Berater der Regierungen?

Allerdings: Wenn sich Deutschland aber nicht bei elektrischen Autos durchsetzen könnte, wäre das „eine riesige Tragödie“, prophezeit Gates. Der Wandel sei superstrategisch für das Land, viele Arbeitsplätze stünden auf dem Spiel. Vor rund einem Jahr kaufte sich Gates den vollelektrischen Sportwagen Porsche Taycan und findet im Vorstandsvorsitzenden der Volkswagen AG (Porsche gehört zu Volkswagen – Anm. d. Red.), Herbert Diess, einen Gleichgesinnten. Im August ermutigte Diess den Amerikaner, die Regierungen zu „beraten“, was man da regulieren und fördern müsse. „Sie verstehen die CO2-Logik des Mobilitätssektors genau“, schrieb der Deutsche auf LinkedIn an Gates zu „Elektrofahrzeugen, wo immer nur möglich“. Dies sei genau der Dialog, den wir führen sollten, antwortete ihm Gates.:„Führungskräfte, Unternehmer, politische Entscheidungsträger und Wissenschaftler müssten ehrgeizige Lösungen für den Klimawandel finden.“
Im September durfte Gates in einem „FAZ“-Gastbeitrag über „Drei Bedingungen, um die Pandemie zu stoppen“ schreiben. Da lobt er mit dem Geschick und der List eines Diplomaten Kanzlerin Angela Merkel und Entwicklungsminister Gerd Müller zwar für „besondere Führungsstärke“ bei der globalen Innovationsplattform ACT-Accelerator, fordert aber von Deutschland „jetzt noch ein Mehr an Tatkraft und Großzügigkeit, um den Mechanismus der vorgezogenen Markteinführung (Advance Market Commitment, wenn Spender versprechen, einen Impfstoff gegen eine bestimmte Krankheit zu kaufen, wenn ein solcher Impfstoff entwickelt wird – Anm. d. Red.) zu unterstützen, mit dem die Impfallianz Gavi die Grundvoraussetzungen zur Beendigung der Pandemie schaffe. Mit dem Beitrag brachte er die internationale Covax-Initiative zur Impfstoffverteilung in ärmeren Drittländern ans Licht, im April 2020 mitbegründet von der Gates-Stiftung und der EU-Kommission von Ursula von der Leyen und mit Gavi assoziiert. Brüssel unterstützt die Covax-Initiative mit mindestens 400 Millionen Euro. Kanzlerin Merkel hatte im Januar 2020 auf dem Wirtschaftsforum der Gavi übrigens weitere 600 Millionen Euro bis 2025 zugesichert, unter anderem für die Immunisierung von Hunderten Millionen Kindern in den ärmsten Ländern.

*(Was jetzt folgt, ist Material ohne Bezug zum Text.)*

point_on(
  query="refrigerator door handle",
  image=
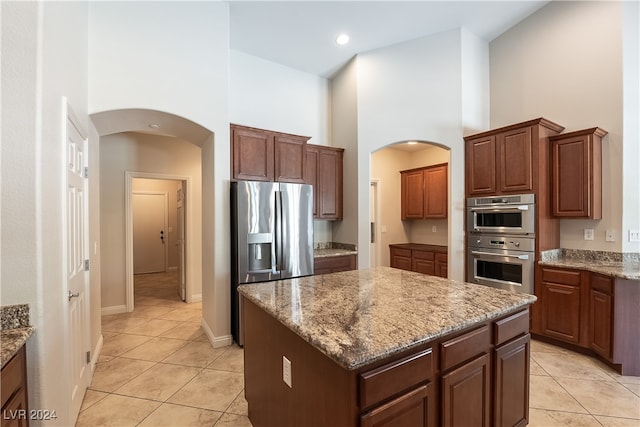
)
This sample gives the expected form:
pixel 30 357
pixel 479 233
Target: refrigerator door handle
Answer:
pixel 277 240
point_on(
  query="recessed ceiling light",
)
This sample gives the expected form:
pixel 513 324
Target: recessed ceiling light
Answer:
pixel 342 39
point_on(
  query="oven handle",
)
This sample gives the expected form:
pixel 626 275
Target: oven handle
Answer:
pixel 525 256
pixel 501 209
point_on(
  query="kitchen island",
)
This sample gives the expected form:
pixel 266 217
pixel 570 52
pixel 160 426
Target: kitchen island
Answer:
pixel 384 346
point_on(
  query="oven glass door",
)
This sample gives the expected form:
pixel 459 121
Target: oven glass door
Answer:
pixel 511 270
pixel 514 219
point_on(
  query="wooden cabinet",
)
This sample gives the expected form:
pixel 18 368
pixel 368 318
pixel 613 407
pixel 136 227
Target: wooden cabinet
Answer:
pixel 601 315
pixel 560 298
pixel 334 264
pixel 509 160
pixel 424 193
pixel 14 391
pixel 324 172
pixel 425 259
pixel 576 174
pixel 263 155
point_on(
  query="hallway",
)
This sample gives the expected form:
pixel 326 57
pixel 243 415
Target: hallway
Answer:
pixel 157 368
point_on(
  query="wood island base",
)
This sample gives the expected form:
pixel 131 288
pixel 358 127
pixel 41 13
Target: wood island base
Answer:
pixel 477 376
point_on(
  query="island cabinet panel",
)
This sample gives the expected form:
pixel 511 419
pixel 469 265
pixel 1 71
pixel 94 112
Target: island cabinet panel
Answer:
pixel 509 160
pixel 334 264
pixel 413 409
pixel 14 391
pixel 511 386
pixel 264 155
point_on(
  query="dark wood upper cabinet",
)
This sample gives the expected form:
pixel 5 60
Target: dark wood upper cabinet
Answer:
pixel 264 155
pixel 324 172
pixel 576 182
pixel 509 160
pixel 424 192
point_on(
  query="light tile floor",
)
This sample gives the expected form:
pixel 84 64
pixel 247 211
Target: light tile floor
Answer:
pixel 157 368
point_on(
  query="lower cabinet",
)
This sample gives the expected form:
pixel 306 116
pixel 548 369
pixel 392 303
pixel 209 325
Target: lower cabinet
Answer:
pixel 14 391
pixel 425 259
pixel 334 264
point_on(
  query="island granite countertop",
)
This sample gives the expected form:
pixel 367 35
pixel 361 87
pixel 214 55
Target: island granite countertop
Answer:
pixel 358 317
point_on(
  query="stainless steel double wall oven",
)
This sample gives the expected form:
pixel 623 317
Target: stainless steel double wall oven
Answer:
pixel 501 241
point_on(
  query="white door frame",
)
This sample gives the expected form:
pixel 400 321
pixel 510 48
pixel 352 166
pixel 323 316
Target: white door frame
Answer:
pixel 165 225
pixel 377 184
pixel 128 208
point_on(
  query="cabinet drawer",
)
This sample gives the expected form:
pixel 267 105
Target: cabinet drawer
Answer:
pixel 603 284
pixel 13 376
pixel 511 327
pixel 387 380
pixel 401 252
pixel 464 347
pixel 423 255
pixel 566 277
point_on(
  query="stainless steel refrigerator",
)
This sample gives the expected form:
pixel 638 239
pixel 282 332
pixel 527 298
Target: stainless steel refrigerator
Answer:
pixel 271 236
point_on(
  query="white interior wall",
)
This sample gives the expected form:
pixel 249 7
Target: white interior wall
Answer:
pixel 171 188
pixel 564 63
pixel 136 152
pixel 43 60
pixel 135 62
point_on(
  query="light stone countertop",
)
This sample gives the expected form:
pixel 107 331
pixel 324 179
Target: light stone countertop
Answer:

Fonds für Klimaschutz mit EU-Unterstützung

Nun stellt Gates mit einem Appell an die innovativen Deutschen seine andere ehrgeizige Initiative in den Focus – den Risikokapitalfonds Breakthrough Energy, mit dem laut Bloomberg rund 45 Startups zur Einsparung der CO2-Emissionen finanziert werden. Gates gründete Breakthrough Energy 2015 zusammen mit zahlreichen bekannten Unternehmern wie Amazon-Gründer Jeff Bezos, Alibaba-Chef Jack Ma oder Quantum Funds-Gründer George Soros, die bereits zwei Milliarden Dollar als Kapital in den Fonds steckten. Weitere zwei Milliarden will Gates in den nächsten fünf Jahren in die Klimaarbeit investieren. Die EU gibt ebenfalls Geld an den Fonds – „wegen der Tiefe der wissenschaftlichen und ökonomischen Analyse von Breakthrough Energy“, wie Gates dem „Handelsblatt“ gerade sagte.

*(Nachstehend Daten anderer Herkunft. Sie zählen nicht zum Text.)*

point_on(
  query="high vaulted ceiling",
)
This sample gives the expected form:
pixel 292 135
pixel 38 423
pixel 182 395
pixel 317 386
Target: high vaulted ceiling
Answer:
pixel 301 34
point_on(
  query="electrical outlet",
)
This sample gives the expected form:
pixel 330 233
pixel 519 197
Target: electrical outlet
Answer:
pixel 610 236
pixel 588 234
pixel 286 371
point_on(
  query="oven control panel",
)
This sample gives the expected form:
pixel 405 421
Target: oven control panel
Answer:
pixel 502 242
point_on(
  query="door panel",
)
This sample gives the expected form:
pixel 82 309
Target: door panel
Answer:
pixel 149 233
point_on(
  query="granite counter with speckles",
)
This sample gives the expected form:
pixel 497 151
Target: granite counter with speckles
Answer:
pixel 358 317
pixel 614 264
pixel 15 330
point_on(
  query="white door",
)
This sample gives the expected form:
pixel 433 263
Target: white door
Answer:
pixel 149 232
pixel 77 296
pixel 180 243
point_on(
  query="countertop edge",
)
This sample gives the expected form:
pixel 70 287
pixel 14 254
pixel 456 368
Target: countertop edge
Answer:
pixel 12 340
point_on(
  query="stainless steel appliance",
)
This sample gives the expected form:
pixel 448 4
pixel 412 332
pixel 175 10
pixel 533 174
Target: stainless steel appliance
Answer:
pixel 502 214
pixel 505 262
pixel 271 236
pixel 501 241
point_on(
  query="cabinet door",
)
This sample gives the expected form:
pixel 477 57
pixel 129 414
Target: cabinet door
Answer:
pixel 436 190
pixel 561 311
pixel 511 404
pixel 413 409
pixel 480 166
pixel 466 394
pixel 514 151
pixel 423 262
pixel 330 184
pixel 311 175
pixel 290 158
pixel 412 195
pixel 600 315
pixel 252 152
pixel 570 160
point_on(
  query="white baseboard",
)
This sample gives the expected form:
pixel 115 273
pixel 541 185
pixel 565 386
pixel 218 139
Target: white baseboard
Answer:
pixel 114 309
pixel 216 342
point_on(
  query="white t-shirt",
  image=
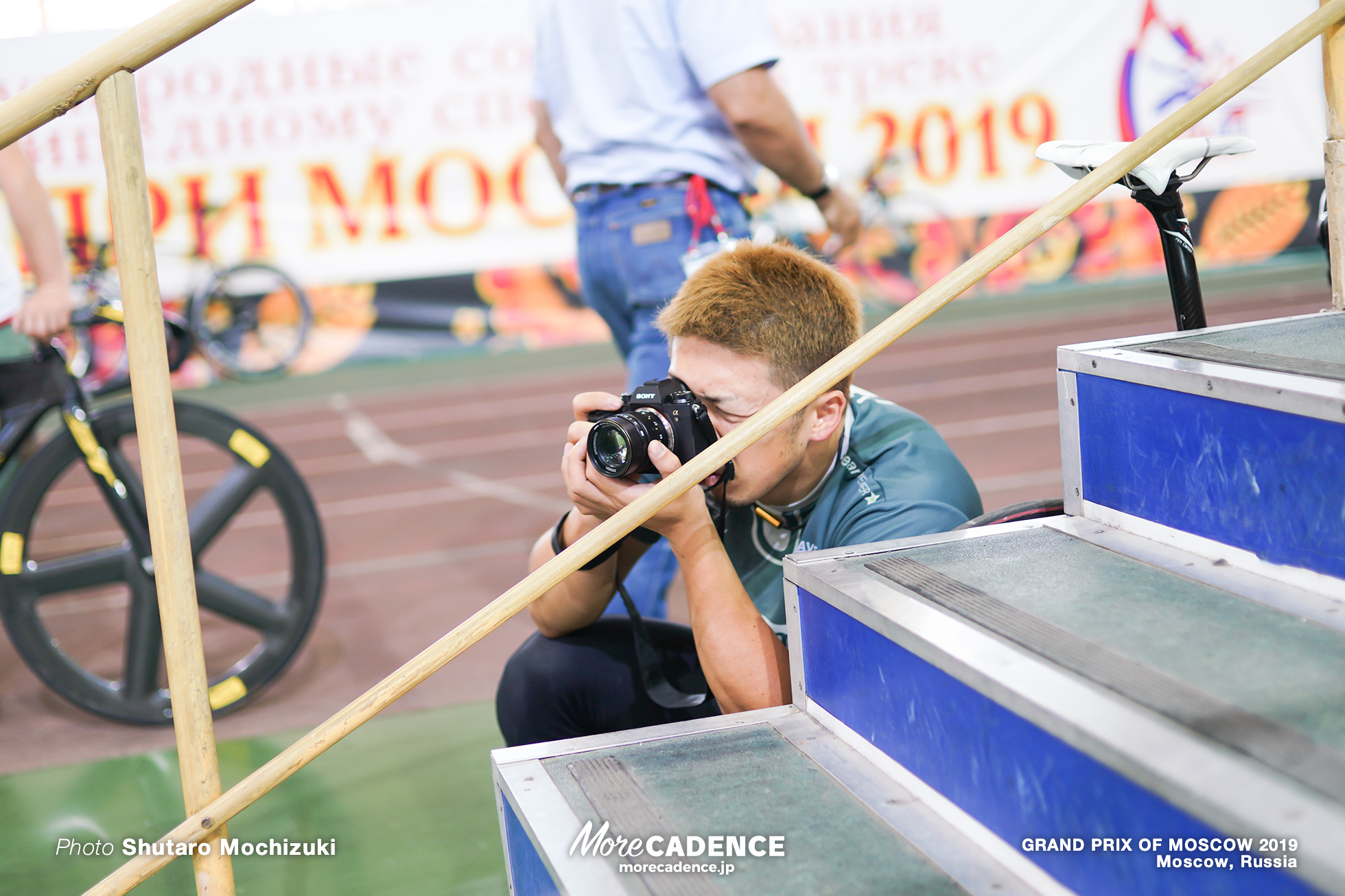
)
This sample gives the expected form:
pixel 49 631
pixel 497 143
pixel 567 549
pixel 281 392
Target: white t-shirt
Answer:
pixel 624 85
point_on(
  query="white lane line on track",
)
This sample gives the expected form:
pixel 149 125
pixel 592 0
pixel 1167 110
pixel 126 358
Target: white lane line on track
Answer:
pixel 404 561
pixel 1020 481
pixel 329 510
pixel 381 448
pixel 336 571
pixel 1008 423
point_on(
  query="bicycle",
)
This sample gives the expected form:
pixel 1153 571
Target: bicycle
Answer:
pixel 1157 186
pixel 73 554
pixel 249 320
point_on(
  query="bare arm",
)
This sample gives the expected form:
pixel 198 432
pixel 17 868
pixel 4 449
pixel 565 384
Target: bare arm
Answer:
pixel 47 310
pixel 548 140
pixel 764 121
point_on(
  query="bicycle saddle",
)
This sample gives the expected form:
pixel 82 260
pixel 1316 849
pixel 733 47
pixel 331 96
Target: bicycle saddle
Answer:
pixel 1077 159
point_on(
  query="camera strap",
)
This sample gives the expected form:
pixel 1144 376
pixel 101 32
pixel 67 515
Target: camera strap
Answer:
pixel 653 676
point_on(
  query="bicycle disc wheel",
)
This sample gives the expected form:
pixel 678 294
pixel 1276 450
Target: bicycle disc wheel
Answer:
pixel 82 610
pixel 250 320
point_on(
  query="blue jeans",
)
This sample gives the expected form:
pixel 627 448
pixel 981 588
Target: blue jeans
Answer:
pixel 627 284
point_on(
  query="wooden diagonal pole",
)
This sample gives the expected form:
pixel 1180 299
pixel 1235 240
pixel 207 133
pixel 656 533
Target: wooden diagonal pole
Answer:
pixel 1333 151
pixel 166 502
pixel 62 91
pixel 784 407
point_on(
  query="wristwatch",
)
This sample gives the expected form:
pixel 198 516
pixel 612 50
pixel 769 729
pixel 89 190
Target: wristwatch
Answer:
pixel 829 178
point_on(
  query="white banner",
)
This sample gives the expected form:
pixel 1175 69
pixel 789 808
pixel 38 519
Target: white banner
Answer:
pixel 395 141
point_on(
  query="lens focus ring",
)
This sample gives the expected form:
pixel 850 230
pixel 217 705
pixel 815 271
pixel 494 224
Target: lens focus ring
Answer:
pixel 619 446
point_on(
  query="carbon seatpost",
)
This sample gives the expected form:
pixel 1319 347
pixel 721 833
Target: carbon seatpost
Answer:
pixel 1178 252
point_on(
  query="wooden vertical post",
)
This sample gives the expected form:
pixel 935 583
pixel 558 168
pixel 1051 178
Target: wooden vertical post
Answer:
pixel 1333 75
pixel 156 428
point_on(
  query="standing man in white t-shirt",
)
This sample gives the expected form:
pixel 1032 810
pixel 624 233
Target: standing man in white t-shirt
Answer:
pixel 46 311
pixel 633 99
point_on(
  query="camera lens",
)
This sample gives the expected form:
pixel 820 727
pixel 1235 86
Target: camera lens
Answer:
pixel 609 448
pixel 619 446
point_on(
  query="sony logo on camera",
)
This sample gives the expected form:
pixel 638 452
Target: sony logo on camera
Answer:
pixel 619 442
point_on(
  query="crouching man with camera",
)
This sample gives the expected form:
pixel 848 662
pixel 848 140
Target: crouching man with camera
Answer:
pixel 849 469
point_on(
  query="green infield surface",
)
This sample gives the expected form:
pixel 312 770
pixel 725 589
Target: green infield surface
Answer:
pixel 406 799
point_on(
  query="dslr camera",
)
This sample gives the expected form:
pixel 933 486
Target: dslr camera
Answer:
pixel 659 411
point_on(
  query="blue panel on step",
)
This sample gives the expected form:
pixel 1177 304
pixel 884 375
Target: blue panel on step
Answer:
pixel 1263 481
pixel 526 871
pixel 1007 773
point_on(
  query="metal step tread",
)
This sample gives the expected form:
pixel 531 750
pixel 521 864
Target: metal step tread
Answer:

Im Mai 2019 richteten die EU-Kommission, die Europäische Investitionsbank und Breakthrough Energy als Mutter-Organisation einen neuen Fonds mit 100 Millionen Euro – die Breakthrough Energy Ventures Europe – ein. Gates lobte damals die innovative Zusammenarbeit zwischen dem privaten und dem öffentlichen Sektor – eine starke Kombination, die „nur selten zu finden ist“. Interessanterweise finden sich im Internet in der bald zweijährigen Bestehensgeschichte des Fonds keine Informationen: weder die Kontaktdaten noch die Auskünfte über die beteiligten Projekte. Auch auf der Webseite von Breakthrough Energy ist keine separate Seite zu Breakthrough Energy Ventures Europe zu finden. SNA hat bereits eine entsprechende Anfrage an die EU-Kommission geschickt.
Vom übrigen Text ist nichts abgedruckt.